Decision theory

Certain elements common to probability density estimation, distribution structure learning (including classification) etc.. can be studied within the abstract framework of decision theory.

Agents: Actions, policies

How should an agent act in the face of uncertainty, given some observations? Our objective is to find good decision procedures for the agent.

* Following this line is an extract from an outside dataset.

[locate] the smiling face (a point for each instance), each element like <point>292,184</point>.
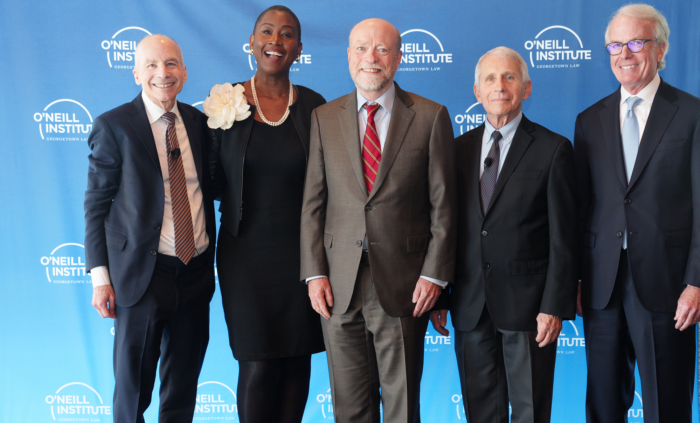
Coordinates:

Like a game against nature. See game theory reference for adversarial games.

State and parameters

State space

The state of nature changes, possibly in response to actions made by an agent. The agent must act optimally in some sense in the presence of uncertainty.

Parameter space T

Some parameters \(\gth \in T\) describe the state of nature (the ground truth), especially as it relates to the action-space of an agent; and they are unknown.

State transitions

Some parameters describe state transitions. These are aka population parameters. In some problems, we are to estimate some properties of a population by drawing random samples from it. This unknown parameter/ pattern of the population, \(t = g(\gth)\), is a constant. Eg: mean, variance of heights.

Action space A

Given any change in its knowledge, the agent can act. Its action is chosen from the action space \(A = \set{a}\). Actions can change the state of nature and the parameters which specify it.

Common examples

In case of density estimation, given the data point \(x\), \(A\) could be the choice of the density function \(f_{\hat{t}}(x)\) as a function of the estimated density \(\hat{t}\). In this case, the state of nature is usually not affected by our guess about its parameters.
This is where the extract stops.